Réponse de Martin Masse:
Monsieur Beaulieu,
Vous soulevez une question intéressante. Permettez-moi d'y répondre
plus longuement qu'à l'habitude.
Il semble en effet a priori plus facile d'imaginer un rôle
pour les gouvernements dans les domaines que vous énumérez,
parce qu'ils s'apparentent à des biens publics qui profitent à
toute la collectivité d'une façon difficilement quantifiable
et où la dimension commerciale est négligeable. Mais je crois
qu'il est possible d'appliquer les mêmes balises ici que lorsqu'on
discute des « industries culturelles »
plus conventionnelles, si l'on garde à l'esprit que les biens publics
ne sont pas nécessairement mieux protégés par l'État
que par le secteur privé et que l'initiative privée ne se
limite pas aux entreprises commerciales mais inclut aussi le mécénat.
L'idée reçue veut que la protection du patrimoine relève
des pouvoirs publics parce que laissée à elle-même,
l'entreprise privée n'a aucun intérêt à protéger
quoi que ce soit mais vise seulement le profit à court terme. Forcé
de choisir entre garder un vieil édifice historique ou le démolir
pour en reconstruire un qui coûtera moins cher à entretenir
et qui rapportera plus, un propriétaire foncier, nous dit-on, choisira
systématiquement de sacrifier le patrimoine en faveur de la rentabilité.

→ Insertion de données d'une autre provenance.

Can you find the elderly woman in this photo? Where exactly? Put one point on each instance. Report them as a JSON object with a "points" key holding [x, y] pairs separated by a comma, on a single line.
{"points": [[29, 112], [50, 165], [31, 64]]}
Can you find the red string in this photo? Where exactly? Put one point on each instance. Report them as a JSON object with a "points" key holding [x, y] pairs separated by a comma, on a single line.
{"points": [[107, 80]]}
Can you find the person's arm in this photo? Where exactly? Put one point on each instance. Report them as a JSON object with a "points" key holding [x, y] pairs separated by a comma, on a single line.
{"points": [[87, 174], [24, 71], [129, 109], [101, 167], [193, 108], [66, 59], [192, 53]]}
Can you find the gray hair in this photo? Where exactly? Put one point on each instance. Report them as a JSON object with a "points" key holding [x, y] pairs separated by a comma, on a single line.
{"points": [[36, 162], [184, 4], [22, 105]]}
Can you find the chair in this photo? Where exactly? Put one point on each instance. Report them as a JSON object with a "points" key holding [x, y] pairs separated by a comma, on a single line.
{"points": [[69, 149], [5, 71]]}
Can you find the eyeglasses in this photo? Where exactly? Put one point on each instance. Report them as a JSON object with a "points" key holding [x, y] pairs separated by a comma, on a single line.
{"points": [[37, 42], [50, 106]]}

D'un autre côté, le gouvernement (à travers son ministère
de la Culture, ses commissions du patrimoine et autres agences) sera, lui,
plus à même de juger de la valeur des choses à long
terme pour la société, dans une optique non pas bassement
commerciale mais plutôt culturelle et symbolique, et sauvera l'édifice
en le classant monument historique. Alors que les gens d'affaires se préoccupent
de faire du profit, le gouvernement se préoccuperait donc de la
civilisation.
La réalité est évidemment tout autre. Lorsque je pars
de l'est de Montréal pour aller dans le centre-ville à bicyclette
en prenant la piste cyclable qui longe la rue Notre-Dame puis le boulevard
René-Lévesque, je passe devant la monstruosité qu'est
la tour de la Maison de Radio-Canada et son immense stationnement. Notez
l'ironie: Radio-Canada est censée être l'un des piliers de
la culture et de l'identité canadiennes. Mais pour construire cette
tour, on a exproprié et démoli tout un quartier, un magnifique
quartier – comme on peut le voir sur des photos du début du siècle
– avec un square charmant et des maisons typiques à trois étages
comme on en trouve dans les autres quartiers centraux de la ville.
Un peu plus loin, l'autoroute Ville-Marie continue de marquer une séparation
affreuse et bruyante entre le centre-ville et le Vieux-Montréal,
malgré ce qu'on a fait pour la cacher et construire par-dessus ces
dernières années. Là aussi, on a démoli des
centaines de vieux édifices historiques, jusqu'à ce que des
citoyens se mobilisent pour y mettre un stop au milieu des années
1970. Si on avait continué le trajet comme prévu, le charmant
appartement du début du siècle où j'habite dans Hochelaga-Maisonneuve,
et toute une partie du quartier, n'existeraient sans doute plus.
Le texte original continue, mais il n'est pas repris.